Jeremy: I clearly misunderstood what you meant by "an internalised sense of morality". Though I still suspect you're wrong about the contradiction, that could be because I still don't really understand the way in which you're using the phrase. In any event, it's clear that my "cheap shot" call was way off, and I apologise.

Michael V: Depends whether TGGP is making an epistemic claim about his/her personal knowledge of morality, or whether he/she is claiming that that moral statements are not true in general. In the latter case, I think it would be standard to say he/she doesn't believe in morality.

Anyone else want to spearhead a movement to come up with a gender neutral pronoun?

Comment author: ohdotoh 19 September 2009 06:04:39PM 5 points [-]

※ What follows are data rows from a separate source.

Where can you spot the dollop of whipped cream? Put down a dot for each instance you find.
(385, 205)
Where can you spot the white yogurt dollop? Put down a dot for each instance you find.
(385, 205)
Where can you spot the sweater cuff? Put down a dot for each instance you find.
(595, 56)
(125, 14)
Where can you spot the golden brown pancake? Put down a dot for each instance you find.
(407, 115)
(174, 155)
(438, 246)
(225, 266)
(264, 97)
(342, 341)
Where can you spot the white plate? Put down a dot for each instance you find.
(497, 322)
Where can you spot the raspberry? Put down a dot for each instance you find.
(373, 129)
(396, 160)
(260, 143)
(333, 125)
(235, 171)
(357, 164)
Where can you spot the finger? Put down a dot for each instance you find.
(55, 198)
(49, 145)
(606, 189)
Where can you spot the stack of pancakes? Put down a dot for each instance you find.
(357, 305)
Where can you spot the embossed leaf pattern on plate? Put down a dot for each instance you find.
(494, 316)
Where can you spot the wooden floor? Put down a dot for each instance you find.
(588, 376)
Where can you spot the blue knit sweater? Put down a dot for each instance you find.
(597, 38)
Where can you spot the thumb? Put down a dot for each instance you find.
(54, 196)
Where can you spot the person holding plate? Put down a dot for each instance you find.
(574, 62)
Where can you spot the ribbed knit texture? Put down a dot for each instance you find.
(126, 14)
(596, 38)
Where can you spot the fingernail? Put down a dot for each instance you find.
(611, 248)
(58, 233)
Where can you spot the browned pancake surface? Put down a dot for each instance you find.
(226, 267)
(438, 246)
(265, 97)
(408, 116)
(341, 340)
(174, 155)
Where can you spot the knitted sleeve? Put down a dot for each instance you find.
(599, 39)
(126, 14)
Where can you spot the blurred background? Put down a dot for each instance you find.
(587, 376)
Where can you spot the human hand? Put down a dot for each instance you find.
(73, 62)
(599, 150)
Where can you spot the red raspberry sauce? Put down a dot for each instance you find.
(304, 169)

'They' is a gender neutral pronoun and like Schrodinger's cat it shows the superposition of he and she in an unknown state. Until observed, the human is simultaneously male and female.

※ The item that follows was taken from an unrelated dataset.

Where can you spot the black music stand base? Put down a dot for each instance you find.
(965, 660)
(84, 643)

Comment author: PhilGoetz 19 September 2009 09:55:33PM *  1 point [-]

It's ugly, though. "They" is a plural. I just used it in my last post, but I didn't like doing it; now it is gender-sensitive, but ungrammatical.

I also used the phrase "a new man", because "a new person" doesn't have the history of use that invokes the noble/creepy feelings that I wanted to communicate. I couldn't think of any gender-neutral way around it.

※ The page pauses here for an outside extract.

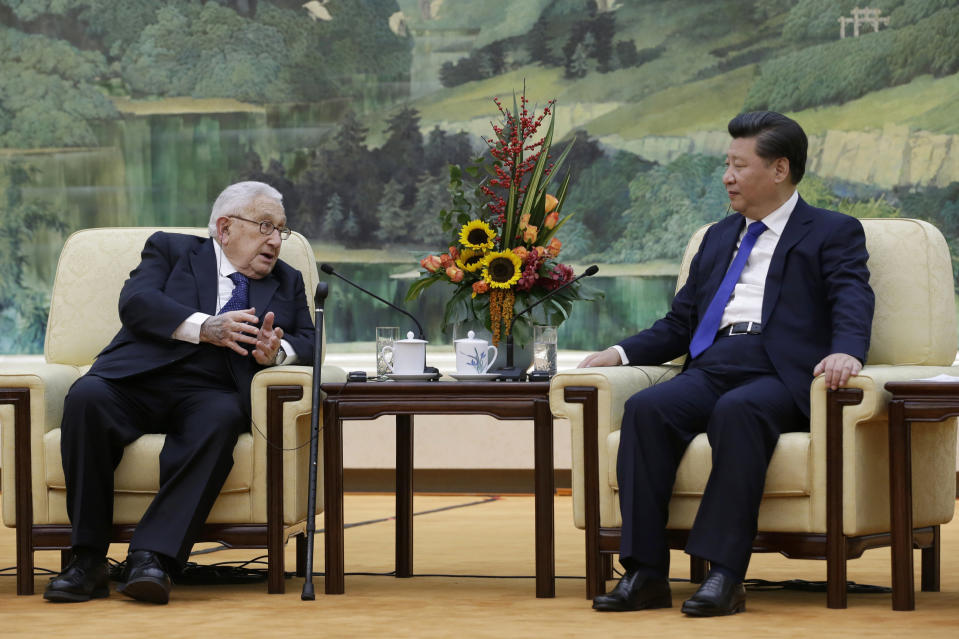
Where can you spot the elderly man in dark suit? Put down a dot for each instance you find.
(200, 317)
(777, 293)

If we took a vote, I'd vote for "it". It also has a nice, dehumanizing ring to it, which would probably be good, given our anthropic tendencies.

Comment author: Johnicholas 19 September 2009 10:01:53PM 7 points [-]

I can't help linking Hofstadter's very funny and apropos "Person Paper":

http://www.cs.virginia.edu/~evans/cs655/readings/purity.html

Wikipedia points out that the singular or indeterminate-number "they" has a pretty long history in the english language - Shakespeare used it, for example.

http://en.wikipedia.org/wiki/Singular_they

Comment author: Vladimir_Nesov 19 September 2009 10:06:23PM 3 points [-]

When you are speaking of people, "anthropic" is the right stance!

Comment author: PhilGoetz 19 September 2009 10:13:44PM 2 points [-]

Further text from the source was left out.